Cesena
Franco Marini, il ricordo dei sindacalisti Cisl: “l’abbiamo sempre considerato un maestro”
Prima ancora che presidente del Senato, parlamentare di lungo corso e ministro del Lavoro, Franco Marini (morto due giorni fa all’età di 87 anni) fu prima di tutto un sindacalista della Cisl, arrivato ai vertici del sindacato in un periodo di svolta.
Negli anni ’80 del secolo scorso, infatti, la conflittualità tipica degli anni ’70 era andata in parte scemando (specie dopo la “marcia dei quarantamila” in Fiat, uno choc per certi sindacalisti), ma l’inflazione restava fuori controllo e c’era l’esigenza di ripensare il ruolo dei rappresentanti dei lavoratori a tutti i livelli.
In questo scenario due giovani degli anni ’80, i cesenati Antonio Amoroso e Maria Antonietta Aloisi, si trovarono a muovere i loro primi passi in Cisl proprio durante la segreteria Marini.
Prima di diventare segretario generale della Cisl per sei anni, nel 1985, Franco Marini rivestì la carica di segretario aggiunto al fianco di Pierre Carniti. E, in quella veste, nell’1982/83 visitò diverse volte i sindacalisti impegnati nel “corso lungo” a Fiesole (Firenze).

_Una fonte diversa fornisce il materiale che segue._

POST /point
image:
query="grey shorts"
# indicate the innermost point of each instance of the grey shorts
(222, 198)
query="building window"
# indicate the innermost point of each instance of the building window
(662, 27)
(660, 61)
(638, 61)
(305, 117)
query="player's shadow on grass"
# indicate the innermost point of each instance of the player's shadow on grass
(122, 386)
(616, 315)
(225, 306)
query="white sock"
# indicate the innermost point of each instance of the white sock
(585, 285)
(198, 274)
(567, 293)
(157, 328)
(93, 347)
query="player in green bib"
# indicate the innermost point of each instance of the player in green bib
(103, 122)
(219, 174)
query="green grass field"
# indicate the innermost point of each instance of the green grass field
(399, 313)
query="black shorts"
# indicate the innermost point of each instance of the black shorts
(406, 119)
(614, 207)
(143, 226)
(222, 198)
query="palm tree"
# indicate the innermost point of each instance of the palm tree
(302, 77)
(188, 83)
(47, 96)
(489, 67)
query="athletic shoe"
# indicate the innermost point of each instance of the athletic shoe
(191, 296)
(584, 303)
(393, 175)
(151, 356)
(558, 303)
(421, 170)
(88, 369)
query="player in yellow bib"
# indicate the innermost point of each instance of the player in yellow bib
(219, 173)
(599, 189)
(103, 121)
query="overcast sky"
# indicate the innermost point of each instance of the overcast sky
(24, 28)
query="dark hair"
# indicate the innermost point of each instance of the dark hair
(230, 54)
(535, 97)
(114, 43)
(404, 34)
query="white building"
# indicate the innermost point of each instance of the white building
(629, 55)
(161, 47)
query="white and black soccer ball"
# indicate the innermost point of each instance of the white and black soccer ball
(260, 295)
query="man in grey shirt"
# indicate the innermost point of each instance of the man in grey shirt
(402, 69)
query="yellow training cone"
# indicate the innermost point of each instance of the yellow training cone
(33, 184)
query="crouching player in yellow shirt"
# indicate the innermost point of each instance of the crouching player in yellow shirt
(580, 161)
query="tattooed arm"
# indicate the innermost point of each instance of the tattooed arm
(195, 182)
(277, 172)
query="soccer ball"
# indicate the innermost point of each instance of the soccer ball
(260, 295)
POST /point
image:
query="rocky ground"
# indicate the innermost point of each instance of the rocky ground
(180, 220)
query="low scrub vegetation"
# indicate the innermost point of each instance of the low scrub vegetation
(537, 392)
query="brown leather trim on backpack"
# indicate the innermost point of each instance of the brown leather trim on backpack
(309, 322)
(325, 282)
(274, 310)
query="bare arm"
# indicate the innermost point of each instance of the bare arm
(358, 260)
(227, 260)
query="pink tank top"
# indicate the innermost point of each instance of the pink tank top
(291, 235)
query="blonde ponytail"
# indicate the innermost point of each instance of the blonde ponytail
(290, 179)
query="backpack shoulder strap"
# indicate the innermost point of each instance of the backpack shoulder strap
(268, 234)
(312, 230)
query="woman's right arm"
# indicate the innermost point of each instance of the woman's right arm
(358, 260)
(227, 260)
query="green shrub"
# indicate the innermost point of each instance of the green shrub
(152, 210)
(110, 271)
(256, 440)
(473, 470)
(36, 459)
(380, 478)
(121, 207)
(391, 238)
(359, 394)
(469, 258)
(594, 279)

Tra questi c’era l’Aloisi, oggi segretaria generale dei pensionati Cisl in Emilia-Romagna (Fnp): “Ero entrata nel sindacato l’anno precedente. Il corso lungo a quel tempo durava 3-4 mesi, fu uno degli ultimi stanziali di tale durata. Parlare di sindacato con Marini e Carniti, sentire dalle loro parole cos’era la Cisl, fu per me un’esperienza davvero formativa”.

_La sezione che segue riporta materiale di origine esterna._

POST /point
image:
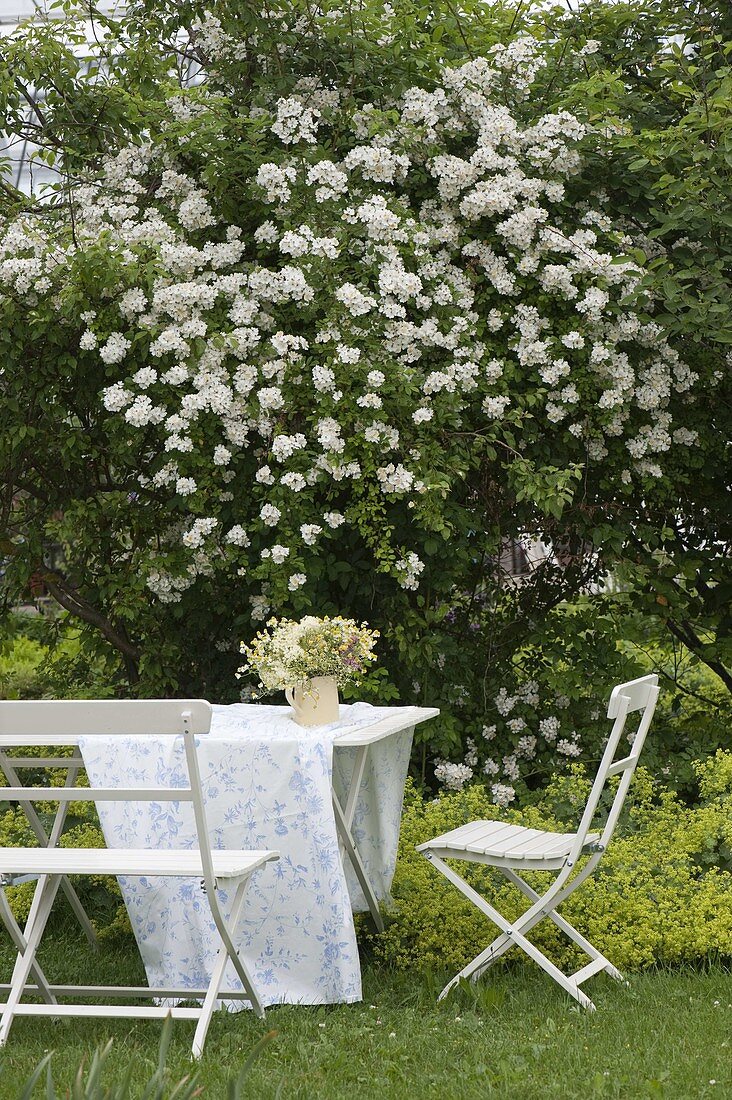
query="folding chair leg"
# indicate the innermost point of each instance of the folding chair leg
(227, 952)
(512, 935)
(47, 888)
(20, 943)
(52, 840)
(565, 926)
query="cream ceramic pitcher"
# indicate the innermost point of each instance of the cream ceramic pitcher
(314, 702)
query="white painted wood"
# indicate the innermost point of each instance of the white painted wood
(392, 724)
(227, 864)
(58, 723)
(31, 722)
(362, 738)
(513, 848)
(637, 693)
(622, 765)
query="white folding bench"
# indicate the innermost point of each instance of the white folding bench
(512, 848)
(62, 723)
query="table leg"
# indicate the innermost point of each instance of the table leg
(343, 825)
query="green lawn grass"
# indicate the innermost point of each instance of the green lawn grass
(515, 1035)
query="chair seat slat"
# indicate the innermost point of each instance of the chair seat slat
(132, 861)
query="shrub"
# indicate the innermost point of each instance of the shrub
(663, 893)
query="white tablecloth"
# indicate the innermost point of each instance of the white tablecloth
(266, 784)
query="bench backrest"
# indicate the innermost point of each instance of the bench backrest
(54, 723)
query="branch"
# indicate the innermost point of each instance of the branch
(69, 598)
(686, 635)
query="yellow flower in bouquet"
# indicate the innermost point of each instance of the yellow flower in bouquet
(288, 652)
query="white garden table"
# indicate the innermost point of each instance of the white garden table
(313, 794)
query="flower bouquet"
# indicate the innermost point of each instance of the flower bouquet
(310, 660)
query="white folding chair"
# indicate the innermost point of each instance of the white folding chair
(55, 723)
(513, 848)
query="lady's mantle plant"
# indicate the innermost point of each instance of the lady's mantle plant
(287, 652)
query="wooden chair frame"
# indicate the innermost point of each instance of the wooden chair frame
(545, 853)
(56, 723)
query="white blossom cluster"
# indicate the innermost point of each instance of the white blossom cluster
(357, 320)
(523, 724)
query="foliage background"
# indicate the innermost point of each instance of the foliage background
(656, 95)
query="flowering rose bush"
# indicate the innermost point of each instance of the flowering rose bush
(317, 343)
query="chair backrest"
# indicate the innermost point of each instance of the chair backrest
(636, 696)
(55, 723)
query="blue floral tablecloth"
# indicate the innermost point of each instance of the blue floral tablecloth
(266, 784)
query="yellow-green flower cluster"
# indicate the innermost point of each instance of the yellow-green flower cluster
(288, 652)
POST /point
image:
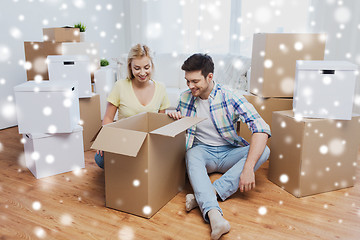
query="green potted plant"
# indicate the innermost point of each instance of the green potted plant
(82, 28)
(104, 62)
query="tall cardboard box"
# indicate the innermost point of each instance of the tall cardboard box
(35, 57)
(47, 107)
(90, 118)
(62, 34)
(104, 82)
(50, 154)
(273, 60)
(310, 156)
(265, 107)
(324, 89)
(84, 48)
(144, 161)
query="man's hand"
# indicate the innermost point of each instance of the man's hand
(175, 115)
(247, 180)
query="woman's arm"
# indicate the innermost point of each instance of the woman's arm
(109, 114)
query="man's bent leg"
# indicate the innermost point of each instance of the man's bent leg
(197, 162)
(233, 165)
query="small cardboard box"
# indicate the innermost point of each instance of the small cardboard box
(35, 57)
(47, 107)
(73, 68)
(144, 161)
(51, 154)
(324, 89)
(84, 48)
(63, 34)
(265, 107)
(310, 156)
(274, 57)
(90, 118)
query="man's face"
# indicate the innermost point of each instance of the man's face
(198, 84)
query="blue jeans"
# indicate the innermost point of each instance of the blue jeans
(99, 160)
(202, 159)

Anche se l’Aloisi capì subito, e con lei le altre sindacaliste presenti, che avrebbe dovuto impegnarsi non poco per fare strada: “Marini e Carniti fumavano tutti e due il toscano e dissero che per arrivare ai vertici della Cisl bisognava fumarlo. E ovviamente nessuna di noi ragazze fumava il sigaro”.
L’Aloisi poi ebbe modo, naturalmente, di incontrare nuovamente Marini in altre occasioni: “Da segretario nazionale venne a Cesena diverse volte. Mostrò sempre una grande attenzione al territorio, anche a quella realtà che potevano apparire minori agli occhi del nazionale, ma che minori non erano affatto. Come la nostra, una terra che vedeva la presenza della grande Cgil. Prestava molta attenzione al radicamento del sindacato”.
Una volta lasciato l’incarico di vertice alla Cisl, come ministro del Lavoro nell’ultimo Governo Andreotti e poi nella lunga carriera di parlamentare, Marini continuò a farsi apprezzare dai suoi precedenti compagni di viaggio: “Era una persona molta asciutta, anche in politica dove si è mostrato concreto e mai debordante. Senza togliere nulla ai segretari che sono venuti dopo di lui, ci è dispiaciuto davvero molto: sono propri i migliori che se ne vanno”.
Anche il giovane Amoroso, fino a qualche anno fa segretario Cisl di Forlì-Cesena e oggi segretario regionale, restò colpito da Marini: “A quell’epoca muovevo i primi passi da sindacalista, ma posso dire che sicuramente per le politiche che proponeva è stato un faro per noi giovani di allora. Già assieme a Carniti, da segretario aggiunto, fece la battaglia sulla scala mobile e impostò un nuovo modo di trattare e concertare con i Governi, ben prima di D’Antoni. Una visione nuova, che vedeva il sindacato impegnato non solo nella difesa in fabbrica, ma al livello nazionale con il fiscal drag e il ripensamento dell’Irpef. Per non parlare dell’embrione della contrattazione territoriale, l’importanza della formazione, il mantenimento dell’autonomia della Cisl dalla politica. Per lui la persona era davvero al centro e, anche per questo, l’abbiamo sempre considerato un maestro”.